The Good Model uses tightly defined application data types whereas the Bad Model relies on loose implementation types. Consider the ControlZone.Name attribute. In the Good Model it is defined as type “CZoneID”. You can see from the illustration that Control Zones are named with “CZ” followed by an integer value, thus “CZ1, CZ2, etc”. Arguably, this can be accommodated by the loose string type. But when we say, in the model, that we require string, what are we asking of the implementation? If the programmer/model compiler works from the more specific application type, he/she/it can choose a tighter implementation type if necessary.

Going back to the single class model, we have a data type called “Altitude”. This could be defined as the amount of meters in the range 70000..-400 with a precision of .01, let’s say. That would be more precise with respect to the application reality. Naturally, a programmer may choose to implement this as a float in C or whatever type is relevant given the target platform.

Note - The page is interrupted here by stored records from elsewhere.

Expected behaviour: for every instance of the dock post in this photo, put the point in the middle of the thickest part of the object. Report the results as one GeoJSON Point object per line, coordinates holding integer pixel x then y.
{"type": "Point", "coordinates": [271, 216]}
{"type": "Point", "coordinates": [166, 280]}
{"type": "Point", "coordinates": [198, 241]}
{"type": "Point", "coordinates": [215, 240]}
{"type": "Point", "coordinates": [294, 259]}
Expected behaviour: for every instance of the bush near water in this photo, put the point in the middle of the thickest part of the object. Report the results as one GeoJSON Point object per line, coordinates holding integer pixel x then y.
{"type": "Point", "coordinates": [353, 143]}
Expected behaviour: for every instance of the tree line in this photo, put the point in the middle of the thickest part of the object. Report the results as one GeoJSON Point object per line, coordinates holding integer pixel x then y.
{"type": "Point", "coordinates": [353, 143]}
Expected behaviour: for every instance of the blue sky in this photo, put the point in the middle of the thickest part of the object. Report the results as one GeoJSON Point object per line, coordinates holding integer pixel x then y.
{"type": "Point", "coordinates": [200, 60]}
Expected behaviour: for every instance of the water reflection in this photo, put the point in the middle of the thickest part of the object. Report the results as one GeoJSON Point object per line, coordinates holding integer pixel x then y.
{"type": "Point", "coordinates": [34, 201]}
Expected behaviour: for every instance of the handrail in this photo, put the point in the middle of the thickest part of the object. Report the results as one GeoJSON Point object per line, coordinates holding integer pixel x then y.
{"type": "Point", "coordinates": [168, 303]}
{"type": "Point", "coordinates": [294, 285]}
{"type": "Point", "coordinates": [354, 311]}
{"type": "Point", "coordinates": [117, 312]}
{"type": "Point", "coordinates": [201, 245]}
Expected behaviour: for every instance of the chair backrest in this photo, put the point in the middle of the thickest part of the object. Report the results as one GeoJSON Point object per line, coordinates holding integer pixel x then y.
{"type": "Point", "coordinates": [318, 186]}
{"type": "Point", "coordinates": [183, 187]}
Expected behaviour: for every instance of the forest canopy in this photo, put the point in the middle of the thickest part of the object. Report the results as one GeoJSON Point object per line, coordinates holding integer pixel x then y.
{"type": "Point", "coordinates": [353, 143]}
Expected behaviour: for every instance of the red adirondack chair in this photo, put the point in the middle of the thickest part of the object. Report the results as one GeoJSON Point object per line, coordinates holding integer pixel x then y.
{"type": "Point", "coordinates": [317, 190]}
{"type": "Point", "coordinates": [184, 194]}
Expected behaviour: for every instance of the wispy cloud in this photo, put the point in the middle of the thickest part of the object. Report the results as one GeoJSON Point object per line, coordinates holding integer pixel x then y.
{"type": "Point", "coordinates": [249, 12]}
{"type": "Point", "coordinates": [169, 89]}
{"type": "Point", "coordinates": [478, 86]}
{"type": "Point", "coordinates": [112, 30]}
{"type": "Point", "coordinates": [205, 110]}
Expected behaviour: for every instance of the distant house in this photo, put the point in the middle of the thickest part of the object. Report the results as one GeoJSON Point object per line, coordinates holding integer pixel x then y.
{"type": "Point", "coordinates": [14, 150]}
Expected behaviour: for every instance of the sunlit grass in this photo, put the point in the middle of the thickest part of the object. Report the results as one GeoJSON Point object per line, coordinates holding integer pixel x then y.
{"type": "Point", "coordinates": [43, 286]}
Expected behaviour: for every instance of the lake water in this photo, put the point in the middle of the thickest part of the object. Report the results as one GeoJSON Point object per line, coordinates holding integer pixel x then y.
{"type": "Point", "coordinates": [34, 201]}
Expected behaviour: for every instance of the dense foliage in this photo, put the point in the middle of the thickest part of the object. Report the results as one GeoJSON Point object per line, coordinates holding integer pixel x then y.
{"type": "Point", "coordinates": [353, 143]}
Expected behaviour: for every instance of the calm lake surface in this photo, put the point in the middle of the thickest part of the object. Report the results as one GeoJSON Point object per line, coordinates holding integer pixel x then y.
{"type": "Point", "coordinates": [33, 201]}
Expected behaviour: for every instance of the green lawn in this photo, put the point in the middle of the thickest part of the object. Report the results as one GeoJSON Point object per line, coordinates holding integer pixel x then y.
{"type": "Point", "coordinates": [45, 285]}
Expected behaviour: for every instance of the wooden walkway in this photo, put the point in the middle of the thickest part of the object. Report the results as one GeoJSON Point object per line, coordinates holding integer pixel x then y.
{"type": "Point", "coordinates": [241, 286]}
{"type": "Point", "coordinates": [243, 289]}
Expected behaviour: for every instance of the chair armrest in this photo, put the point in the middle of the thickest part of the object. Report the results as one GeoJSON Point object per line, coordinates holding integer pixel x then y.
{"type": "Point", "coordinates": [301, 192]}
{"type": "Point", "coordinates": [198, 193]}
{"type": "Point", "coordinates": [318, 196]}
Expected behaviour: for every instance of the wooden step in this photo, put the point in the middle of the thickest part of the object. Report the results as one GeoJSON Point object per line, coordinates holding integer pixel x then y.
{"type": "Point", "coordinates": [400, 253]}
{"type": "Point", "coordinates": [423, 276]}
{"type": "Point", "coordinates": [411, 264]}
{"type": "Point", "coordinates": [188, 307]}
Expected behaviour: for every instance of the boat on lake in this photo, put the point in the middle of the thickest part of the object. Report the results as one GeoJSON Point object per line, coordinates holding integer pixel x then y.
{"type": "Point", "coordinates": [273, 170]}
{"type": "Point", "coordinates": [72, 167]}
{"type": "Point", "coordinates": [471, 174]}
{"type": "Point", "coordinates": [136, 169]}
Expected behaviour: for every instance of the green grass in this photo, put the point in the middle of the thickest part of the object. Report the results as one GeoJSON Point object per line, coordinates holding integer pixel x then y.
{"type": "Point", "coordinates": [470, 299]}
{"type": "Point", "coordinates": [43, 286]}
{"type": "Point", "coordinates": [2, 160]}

Again, it comes down to the same principle. The model should express the application’s true requirements, as minimally and precisely as possible without telling the programmer how to write code. You want the model to shrinkwrap the application reality as tightly as possible11.

Even when I allow an attribute to be a loosely defined string such as a name, I might use the data types “Long Name” and “Short Name”. The first might be defined as a string up to 80 characters while the other might be up to 10 characters. They could be targeted to the same or different implementation string types.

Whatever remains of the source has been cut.